Palatine presentation shows possible benefit of combining police, fire pension funds
Palatine likely would benefit from a task force recommendation that the state combine 649 suburban and downstate police and firefighter pensions, according to a presentation to the village council.
Suburban and downstate police and fire plans have an average of just $22 million in assets per fund, compared with $16.9 billion for each of the six state retirement funds, according to a report from the Pension Consolidation Feasibility Task Force. Gov. J.B. Pritzker initiated the state task force.
On average, the 649 funds are 55% funded. Combined, they have a total unfunded liability of $11.5 billion.

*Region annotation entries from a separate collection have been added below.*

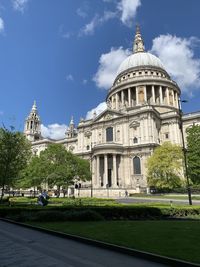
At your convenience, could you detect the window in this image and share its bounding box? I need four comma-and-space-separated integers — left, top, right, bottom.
133, 157, 141, 174
106, 127, 113, 142
133, 137, 138, 144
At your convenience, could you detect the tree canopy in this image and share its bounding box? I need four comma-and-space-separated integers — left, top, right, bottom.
186, 125, 200, 185
147, 142, 183, 188
21, 144, 91, 193
0, 128, 31, 201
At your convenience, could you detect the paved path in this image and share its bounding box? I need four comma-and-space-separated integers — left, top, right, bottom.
0, 221, 169, 267
117, 196, 200, 206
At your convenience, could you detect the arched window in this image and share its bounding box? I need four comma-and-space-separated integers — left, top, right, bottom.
133, 137, 138, 144
133, 157, 141, 174
106, 127, 113, 142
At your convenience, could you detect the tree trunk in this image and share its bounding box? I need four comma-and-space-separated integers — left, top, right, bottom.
0, 184, 5, 203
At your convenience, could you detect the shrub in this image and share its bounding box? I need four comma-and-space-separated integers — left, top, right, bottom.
32, 210, 65, 222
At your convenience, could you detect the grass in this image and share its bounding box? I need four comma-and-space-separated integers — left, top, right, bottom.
131, 194, 200, 200
31, 221, 200, 263
9, 197, 118, 206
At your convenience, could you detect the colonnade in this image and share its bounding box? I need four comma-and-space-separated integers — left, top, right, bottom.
108, 85, 178, 110
92, 153, 121, 188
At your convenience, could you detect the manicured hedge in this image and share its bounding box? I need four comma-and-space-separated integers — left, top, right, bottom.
0, 206, 200, 221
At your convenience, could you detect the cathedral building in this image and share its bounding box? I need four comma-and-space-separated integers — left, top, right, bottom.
24, 27, 200, 197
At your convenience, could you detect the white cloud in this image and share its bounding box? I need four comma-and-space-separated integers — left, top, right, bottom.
83, 79, 88, 85
79, 11, 117, 36
78, 0, 141, 36
151, 34, 200, 94
0, 18, 4, 33
66, 74, 74, 81
76, 8, 87, 18
12, 0, 29, 13
117, 0, 141, 26
62, 32, 73, 39
93, 47, 130, 89
41, 123, 67, 140
86, 102, 107, 120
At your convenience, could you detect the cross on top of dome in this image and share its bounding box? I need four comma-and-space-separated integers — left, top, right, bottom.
133, 25, 145, 53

By consolidating them into two funds -- one for police and another for firefighters -- task force members said as part of their recommendation last week that the new funds could generate between $820 million and $2.5 billion in additional earnings in just the first five years, assuming they earn at roughly the same rate as the large Illinois Municipal Retirement Fund.

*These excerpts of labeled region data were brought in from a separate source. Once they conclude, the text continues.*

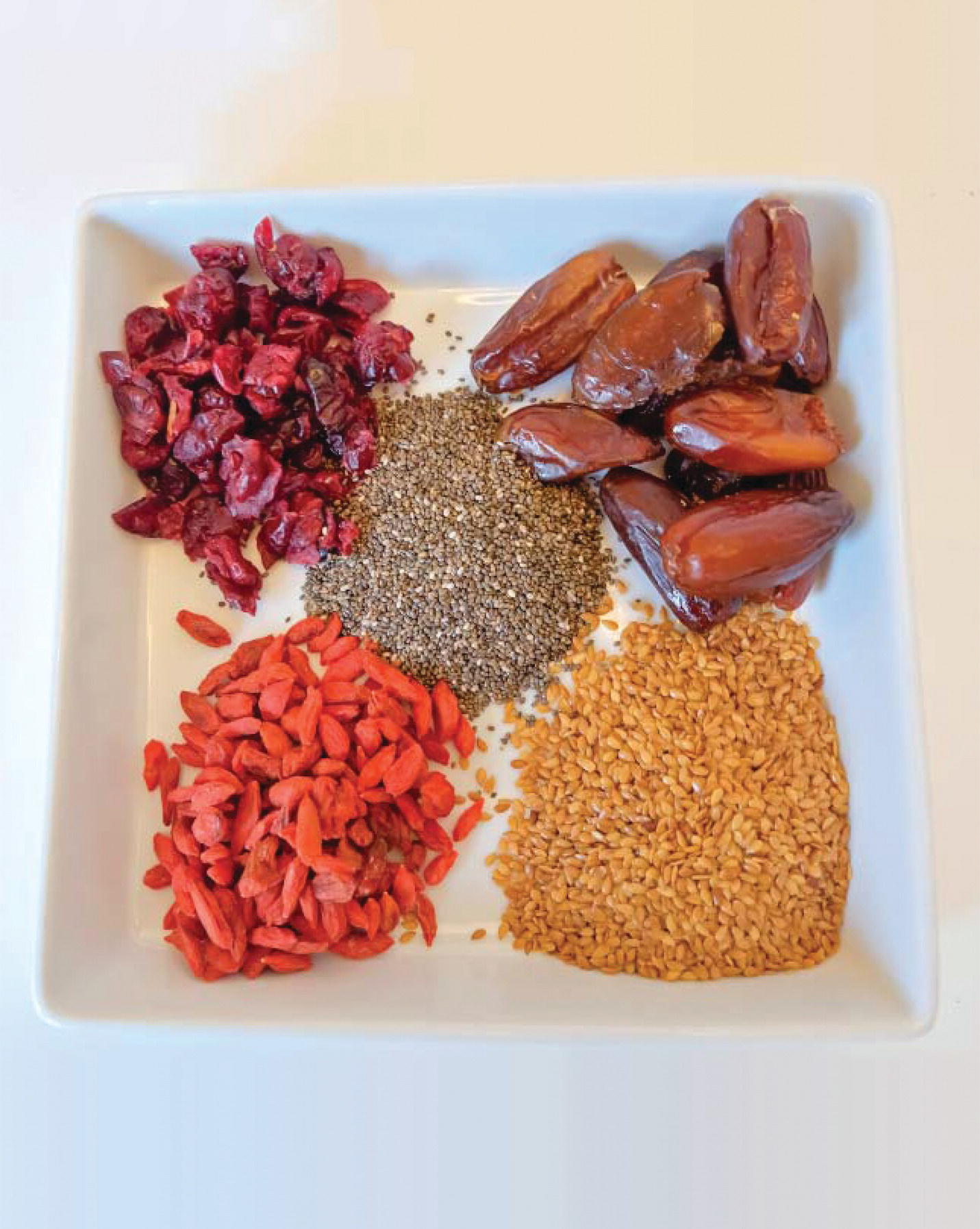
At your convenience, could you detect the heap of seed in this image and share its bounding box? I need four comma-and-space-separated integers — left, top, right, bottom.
494, 609, 850, 980
303, 390, 611, 715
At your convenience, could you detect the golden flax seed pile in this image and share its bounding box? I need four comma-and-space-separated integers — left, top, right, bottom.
494, 607, 850, 980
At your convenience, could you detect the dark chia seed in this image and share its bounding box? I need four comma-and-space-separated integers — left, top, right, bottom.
303, 388, 612, 715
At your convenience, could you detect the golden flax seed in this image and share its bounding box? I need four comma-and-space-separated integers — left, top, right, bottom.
493, 607, 851, 980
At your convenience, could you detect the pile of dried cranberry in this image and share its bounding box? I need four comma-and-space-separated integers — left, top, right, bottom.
99, 218, 416, 615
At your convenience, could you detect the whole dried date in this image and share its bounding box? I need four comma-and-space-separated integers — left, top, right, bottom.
599, 466, 742, 632
790, 295, 830, 388
498, 402, 663, 482
664, 385, 844, 474
725, 197, 813, 363
663, 490, 855, 597
470, 249, 636, 392
572, 252, 725, 413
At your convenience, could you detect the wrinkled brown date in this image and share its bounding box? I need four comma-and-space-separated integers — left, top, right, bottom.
790, 295, 830, 388
572, 251, 725, 413
599, 466, 742, 632
664, 385, 844, 474
662, 490, 855, 598
470, 249, 636, 392
498, 402, 663, 482
725, 197, 813, 363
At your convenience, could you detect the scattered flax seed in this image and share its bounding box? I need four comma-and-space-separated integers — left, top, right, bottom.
493, 607, 851, 980
303, 388, 612, 715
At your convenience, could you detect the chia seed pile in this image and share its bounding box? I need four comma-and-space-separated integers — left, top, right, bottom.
303, 390, 612, 715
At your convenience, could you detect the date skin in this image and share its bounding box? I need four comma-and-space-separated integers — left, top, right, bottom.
664, 385, 844, 474
663, 490, 855, 598
498, 402, 663, 482
599, 466, 742, 632
725, 197, 813, 363
470, 249, 636, 392
790, 295, 831, 388
572, 249, 727, 414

Palatine Village Manager Reid Ottesen's presentation this week on the potential for large fire and police pension pools was modeled on typical returns for IMRF, which serves about 3,000 government agencies across the state and has 420,000 members.
If Palatine's public safety pensions had higher cumulative returns similar to IMRF over a 13-year period, Ottesen said, Palatine's police funding would have been at 80.8% instead of 62.6% in 2017, with fire at 92.5% rather than 59.9%.
Ottesen said that while the public safety pension funding problem was not created overnight, the task force's work is a good initial step.
"I want to -- actually coming out of my mouth -- applaud the state and the task force for what they're doing," Ottesen said. "I think it's a tremendous start toward righting a system. It still doesn't address some of the core issues with the compounding and defined benefit versus defined contribution."
Mayor Jim Schwantz endorsed the idea of Ottesen sharing the Palatine fire and police pension report with state lawmakers representing the village. Other suburbs plan to do the same, Ottesen said.
Illinois has the second-largest number of public employee pension plans, behind Pennsylvania, according to the task force.
Administration costs for the 659 local fire and police plans are much higher than for IMRF or others serving the entire state. The task force report says fire and police plan consolidation could cut those expenses by at least $14 million per year.